Not Yet Exposed to Elixir

  • Filesystem mounting (MountTable API) — upstream supports overlay / read-only / layered filesystems. ExMonty's PseudoFS does not yet wrap this.
  • Async in Rust — internal VM async support; no surface change for Elixir callers today.
  • MontyRepl / JsonMontyObject — Rust-only APIs.

Internal

  • monty pinned to v0.0.18 (commit 45a3b2d5). Update procedure now tracks tagged releases by default; see UPDATE_PROCEDURE.md.
  • Upstream OsFunctionOsFunctionCall refactor absorbed. The os-call surface now carries typed args inline; our NIF extracts the (positional, keyword) view via OsFunctionCall::to_args and routes mount calls through the new MountTable::handle_os_call(&call) signature. No Elixir-side API change beyond the new :open/:append_* os atoms.
  • PrintWriter::Collect renamed to PrintWriter::CollectString in monty upstream — internal NIF change only, no Elixir-side impact.

0.3.0

Breaking Changes

  • Removed external_functions option from compile/2 and Sandbox.run/2. External functions are now auto-detected at runtime via name lookup. The :external_functions option is no longer accepted.
  • ExMonty.Native.compile/4 is now compile/3 (removed external_fns parameter).

New Features

  • Name lookup progress tag. When Python code references an undefined name (without calling it), execution pauses with {:name_lookup, name, snapshot, output}. Resume with {:ok, {:function, name}} to provide a callable, {:ok, value} for a constant, or :undefined to raise NameError.
  • MontyObject::Function type. A new tagged tuple {:function, name} (or {:function, name, docstring}) can be returned from name lookups to provide callable function objects to the Python VM.
  • handle_name_lookup/1 callback in ExMonty.Sandbox behaviour (optional). Called when the sandbox encounters an undefined name. The sandbox auto-resolves names found in the :functions map.

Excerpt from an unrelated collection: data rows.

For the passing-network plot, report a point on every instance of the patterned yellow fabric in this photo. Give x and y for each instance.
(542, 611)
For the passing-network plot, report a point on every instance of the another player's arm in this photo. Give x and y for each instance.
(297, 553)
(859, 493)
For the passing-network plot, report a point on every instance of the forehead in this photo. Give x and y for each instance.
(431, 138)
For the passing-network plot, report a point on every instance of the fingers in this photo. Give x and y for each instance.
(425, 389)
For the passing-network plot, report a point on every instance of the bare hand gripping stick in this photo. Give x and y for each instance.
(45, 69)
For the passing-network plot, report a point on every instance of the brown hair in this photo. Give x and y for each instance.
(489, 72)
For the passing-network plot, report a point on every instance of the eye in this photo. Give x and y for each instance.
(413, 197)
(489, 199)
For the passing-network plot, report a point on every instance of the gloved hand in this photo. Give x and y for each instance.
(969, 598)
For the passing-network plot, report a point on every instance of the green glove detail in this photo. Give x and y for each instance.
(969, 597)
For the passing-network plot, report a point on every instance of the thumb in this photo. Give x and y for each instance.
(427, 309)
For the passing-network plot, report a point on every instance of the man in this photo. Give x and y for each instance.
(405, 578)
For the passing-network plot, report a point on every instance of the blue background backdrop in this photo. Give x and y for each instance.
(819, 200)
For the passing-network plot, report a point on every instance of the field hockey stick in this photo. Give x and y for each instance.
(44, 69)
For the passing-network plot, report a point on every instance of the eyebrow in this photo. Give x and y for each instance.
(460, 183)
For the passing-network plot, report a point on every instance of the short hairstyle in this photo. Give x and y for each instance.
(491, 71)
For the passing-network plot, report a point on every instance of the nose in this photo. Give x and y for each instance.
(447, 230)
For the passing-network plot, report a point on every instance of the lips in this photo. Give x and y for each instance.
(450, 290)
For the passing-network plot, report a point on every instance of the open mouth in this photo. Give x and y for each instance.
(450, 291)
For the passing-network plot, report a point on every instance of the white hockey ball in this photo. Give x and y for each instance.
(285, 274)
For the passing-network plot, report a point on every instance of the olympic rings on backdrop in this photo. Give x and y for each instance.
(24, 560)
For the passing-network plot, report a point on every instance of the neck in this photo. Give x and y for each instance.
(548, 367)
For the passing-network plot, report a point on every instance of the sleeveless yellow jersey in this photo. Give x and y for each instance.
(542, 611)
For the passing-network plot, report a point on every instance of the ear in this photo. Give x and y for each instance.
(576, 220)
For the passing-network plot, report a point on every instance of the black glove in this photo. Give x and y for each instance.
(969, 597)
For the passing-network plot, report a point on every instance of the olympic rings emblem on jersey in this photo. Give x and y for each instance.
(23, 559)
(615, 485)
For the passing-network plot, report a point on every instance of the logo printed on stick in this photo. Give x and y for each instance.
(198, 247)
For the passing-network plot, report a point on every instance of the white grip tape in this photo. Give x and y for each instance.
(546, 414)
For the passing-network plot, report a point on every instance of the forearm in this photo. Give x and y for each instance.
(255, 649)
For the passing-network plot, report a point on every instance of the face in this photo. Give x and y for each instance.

Upstream Improvements (monty v0.0.8)

  • re module implementation (regex support).
  • Full Python math module (~50 functions).
  • PEP 448 generalised unpacking ([*a, *b], {**a, **b}).
  • Tuple comparison operators (<, >, <=, >=).
  • Dict view and set/frozenset operators.
  • str and bytes comparison operators.
  • Augmented assignment on subscript targets (x[i] += 1).
  • max() kwargs/default support.
  • Bug fixes: stack-depth tracking, loop iterator depth, variable shadowing panic, os.environ panic in JS bindings.

0.2.1

  • Fix dataclass round-trip: ExMonty.Dataclass structs returned from handlers are now decoded back to MontyObject::Dataclass, preserving field access (p.x), frozen semantics, and method calls.
  • Add field_names and type_id fields to ExMonty.Dataclass struct for full fidelity with monty's dataclass representation.
  • Fix float inf/nan encoding: float('inf'), float('-inf'), and float('nan') now encode as :infinity, :neg_infinity, and :nan atoms instead of crashing.
  • Float special atoms round-trip through inputs.

0.2.0

  • Update monty to 47427c0 (v0.0.7).
  • Support dataclass method calls (new :method_call tag in interactive mode).
  • Upstream: filter(), map(), getattr() builtins, dict(iterable), dataclass methods, asyncio.run(), user-defined function calling.
  • Upstream: MontyException and StackFrame now serializable.
  • Upstream: improved resource limit enforcement (time check rate-limiting, 4x pow safety multiplier, catchable RecursionError).
  • Upstream: bug fixes for string comparison, async stack overflow, i64::MIN division overflow.
  • PrintWriter refactored from trait to enum (internal change, no public API impact).

0.1.1

  • Update monty to v0.0.4 (86712b6) — includes fuzz testing, small-tuple optimizations, AST depth overflow fix, and id() memory leak fix.

0.1.0

  • Initial release.
  • ExMonty.eval/2, compile/2, run/3 for sandboxed Python execution.
  • Interactive pause/resume (start/3, resume/2, resume_futures/2) for external function calls and OS calls.
  • ExMonty.Sandbox high-level handler + ExMonty.PseudoFS in-memory filesystem.
  • Runner/snapshot serialization (dump/1, load_runner/1, dump_snapshot/1, load_snapshot/1).